Here's a shout-out to all you ELT aficionados out there - those who have embraced the call to use the Netezza machine for hard-core data processing, and not just query acceleration. What's that? You've deployed it as a query accelerator because that's was your functional requirement? Tish-tosh, you are under-utilizing the machine.
In ELT space, we see data arriving on our machine's eastern shore like immigrants from a foreign land. Give us your poor, tired and huddled data, and buried information yearning to be free, and all that. We need liberation! (a subject of another like-minded site) and the big-black-box is a beacon to collect the uncollectable, love the unlovable, and process the unprocessable data arriving in completely un-integrated form. We see information from this source or that, arriving on rafts, boats, inner-tubes and the like, and we want to believe that all are created equal, yet our process for assimilation and naturalization of the data has an uptake, doesn't it? Perhaps we'll stage the information (give it a green card) and maybe even load it partially-cleansed into an ODS - but one way or another we have to challenge the information, make it consumable "enough" even when it first arrives.
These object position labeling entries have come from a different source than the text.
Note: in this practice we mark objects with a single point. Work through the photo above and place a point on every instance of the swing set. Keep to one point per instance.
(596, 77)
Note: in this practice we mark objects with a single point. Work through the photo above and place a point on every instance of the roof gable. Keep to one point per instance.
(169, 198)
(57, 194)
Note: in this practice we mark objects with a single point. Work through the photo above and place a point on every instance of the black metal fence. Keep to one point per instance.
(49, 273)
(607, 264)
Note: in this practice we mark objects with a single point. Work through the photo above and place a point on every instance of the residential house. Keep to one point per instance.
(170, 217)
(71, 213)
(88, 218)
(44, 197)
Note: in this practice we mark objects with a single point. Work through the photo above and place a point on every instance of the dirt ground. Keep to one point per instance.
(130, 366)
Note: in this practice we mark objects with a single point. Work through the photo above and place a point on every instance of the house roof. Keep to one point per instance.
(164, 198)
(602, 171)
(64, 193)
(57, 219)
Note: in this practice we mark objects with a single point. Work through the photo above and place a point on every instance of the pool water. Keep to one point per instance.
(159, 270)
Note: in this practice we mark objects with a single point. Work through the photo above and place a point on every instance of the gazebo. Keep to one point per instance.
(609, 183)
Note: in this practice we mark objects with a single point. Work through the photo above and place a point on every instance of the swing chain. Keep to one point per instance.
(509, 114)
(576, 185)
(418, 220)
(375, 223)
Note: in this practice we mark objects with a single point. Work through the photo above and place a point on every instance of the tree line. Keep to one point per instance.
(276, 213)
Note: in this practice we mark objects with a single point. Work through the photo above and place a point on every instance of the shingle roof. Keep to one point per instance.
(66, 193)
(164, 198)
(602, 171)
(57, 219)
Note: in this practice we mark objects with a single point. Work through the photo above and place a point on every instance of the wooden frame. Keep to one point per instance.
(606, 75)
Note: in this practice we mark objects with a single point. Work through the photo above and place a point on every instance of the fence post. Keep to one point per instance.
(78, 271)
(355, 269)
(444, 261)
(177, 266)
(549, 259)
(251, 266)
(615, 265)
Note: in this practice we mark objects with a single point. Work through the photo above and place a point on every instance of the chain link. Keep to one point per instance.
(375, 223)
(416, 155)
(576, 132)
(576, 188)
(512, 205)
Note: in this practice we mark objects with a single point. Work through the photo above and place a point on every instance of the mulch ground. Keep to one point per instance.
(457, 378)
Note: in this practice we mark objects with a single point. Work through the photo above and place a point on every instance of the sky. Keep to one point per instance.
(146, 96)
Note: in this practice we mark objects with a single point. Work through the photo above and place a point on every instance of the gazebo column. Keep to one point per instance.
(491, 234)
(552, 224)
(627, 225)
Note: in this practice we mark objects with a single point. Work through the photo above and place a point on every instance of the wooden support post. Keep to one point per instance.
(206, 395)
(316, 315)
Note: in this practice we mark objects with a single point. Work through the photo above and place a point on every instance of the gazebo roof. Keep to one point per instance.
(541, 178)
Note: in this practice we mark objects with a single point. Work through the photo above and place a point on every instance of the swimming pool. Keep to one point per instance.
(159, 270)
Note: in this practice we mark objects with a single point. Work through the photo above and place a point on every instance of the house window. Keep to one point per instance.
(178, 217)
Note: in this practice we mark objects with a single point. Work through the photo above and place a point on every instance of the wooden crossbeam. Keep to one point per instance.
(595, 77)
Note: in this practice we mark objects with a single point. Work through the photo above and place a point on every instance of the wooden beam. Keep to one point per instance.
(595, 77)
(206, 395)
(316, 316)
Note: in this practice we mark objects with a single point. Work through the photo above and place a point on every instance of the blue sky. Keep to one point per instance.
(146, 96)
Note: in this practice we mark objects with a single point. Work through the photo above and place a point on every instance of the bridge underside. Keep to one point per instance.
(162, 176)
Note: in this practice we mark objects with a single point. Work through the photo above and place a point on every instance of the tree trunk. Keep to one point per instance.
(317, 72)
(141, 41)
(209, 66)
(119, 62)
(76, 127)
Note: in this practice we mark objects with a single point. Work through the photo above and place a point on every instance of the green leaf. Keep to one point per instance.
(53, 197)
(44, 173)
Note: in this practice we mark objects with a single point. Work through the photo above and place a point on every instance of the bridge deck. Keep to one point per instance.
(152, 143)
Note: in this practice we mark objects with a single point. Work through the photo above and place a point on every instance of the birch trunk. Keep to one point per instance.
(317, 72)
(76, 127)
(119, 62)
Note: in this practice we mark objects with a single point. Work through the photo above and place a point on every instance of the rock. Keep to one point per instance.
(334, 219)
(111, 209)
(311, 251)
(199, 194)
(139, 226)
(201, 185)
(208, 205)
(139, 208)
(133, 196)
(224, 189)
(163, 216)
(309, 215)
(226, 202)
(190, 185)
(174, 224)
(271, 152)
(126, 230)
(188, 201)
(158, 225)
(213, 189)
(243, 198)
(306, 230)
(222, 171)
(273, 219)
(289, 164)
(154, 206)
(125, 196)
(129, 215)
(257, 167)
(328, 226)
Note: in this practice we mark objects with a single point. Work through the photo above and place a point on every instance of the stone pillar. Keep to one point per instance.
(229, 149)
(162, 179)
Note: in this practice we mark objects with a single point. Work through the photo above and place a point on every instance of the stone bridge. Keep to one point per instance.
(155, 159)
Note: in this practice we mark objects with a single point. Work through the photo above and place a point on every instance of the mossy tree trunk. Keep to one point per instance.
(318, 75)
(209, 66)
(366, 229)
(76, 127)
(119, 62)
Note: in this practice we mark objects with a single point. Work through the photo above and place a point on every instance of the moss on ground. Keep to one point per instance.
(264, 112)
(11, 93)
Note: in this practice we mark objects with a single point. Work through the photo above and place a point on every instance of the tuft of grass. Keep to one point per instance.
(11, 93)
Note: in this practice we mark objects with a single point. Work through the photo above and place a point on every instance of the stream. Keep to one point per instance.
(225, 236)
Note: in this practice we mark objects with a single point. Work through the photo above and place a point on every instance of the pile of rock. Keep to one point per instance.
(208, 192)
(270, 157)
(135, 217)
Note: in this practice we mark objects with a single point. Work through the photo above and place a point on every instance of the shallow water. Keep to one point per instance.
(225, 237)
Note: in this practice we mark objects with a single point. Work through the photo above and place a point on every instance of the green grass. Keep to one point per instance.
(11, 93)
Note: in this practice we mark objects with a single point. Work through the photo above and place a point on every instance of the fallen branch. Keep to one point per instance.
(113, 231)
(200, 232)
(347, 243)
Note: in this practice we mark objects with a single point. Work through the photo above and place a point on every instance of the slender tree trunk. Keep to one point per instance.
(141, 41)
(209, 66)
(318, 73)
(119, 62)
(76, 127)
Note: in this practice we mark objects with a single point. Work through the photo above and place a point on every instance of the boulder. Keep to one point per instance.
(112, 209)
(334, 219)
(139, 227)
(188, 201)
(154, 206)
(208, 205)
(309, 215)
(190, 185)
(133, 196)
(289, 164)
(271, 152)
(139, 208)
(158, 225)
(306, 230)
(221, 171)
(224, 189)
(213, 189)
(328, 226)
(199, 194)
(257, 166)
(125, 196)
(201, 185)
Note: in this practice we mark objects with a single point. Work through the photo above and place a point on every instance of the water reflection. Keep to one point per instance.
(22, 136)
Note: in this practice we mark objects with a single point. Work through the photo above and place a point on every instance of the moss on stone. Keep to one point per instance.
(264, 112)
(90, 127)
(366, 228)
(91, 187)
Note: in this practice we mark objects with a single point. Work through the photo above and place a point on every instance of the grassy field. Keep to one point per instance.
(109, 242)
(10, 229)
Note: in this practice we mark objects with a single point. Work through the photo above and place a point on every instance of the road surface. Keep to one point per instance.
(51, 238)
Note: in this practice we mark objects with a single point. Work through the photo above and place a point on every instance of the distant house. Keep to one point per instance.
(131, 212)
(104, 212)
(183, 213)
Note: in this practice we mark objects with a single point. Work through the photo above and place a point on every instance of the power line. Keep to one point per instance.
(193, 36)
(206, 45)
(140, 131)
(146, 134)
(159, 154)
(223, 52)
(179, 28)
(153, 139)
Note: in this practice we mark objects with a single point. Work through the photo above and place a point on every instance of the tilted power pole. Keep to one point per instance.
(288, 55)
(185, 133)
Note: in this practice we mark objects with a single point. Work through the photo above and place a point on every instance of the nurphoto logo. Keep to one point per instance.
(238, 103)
ELT is a practice already found in many RDBMS's, engaged by people who have no desire to purchase middleware, and honestly believe that pulling the data out of the database, processing it only to put it right back, is a waste of time and resources. Fire up a stored procedure, they will say, and process the data on the machine. Isn't this the most efficient means to achieve our goal?
On the Netezza machine, you bet. We have hundred(s) of processors working in purpose-built synergy toward this goal. But on an SMP-based RDBMS, no way. It won't scale and is destined to run out of gas. It's only a matter of time. And because we would have to use stored procs to affect our outcome, we also embrace a black-box processing scenario that really is black, lights-out, underground, all the bad things. Our poor operators will watch it kick off, run for hours and hope it finishes on time, and correctly. Once it becomes visible to an operator or admin, it's already running out of gas, and now we'll watch the engineers swarm to do what they do best - engineer - and the danse-macabre of propping up a dying process with artificial respiration.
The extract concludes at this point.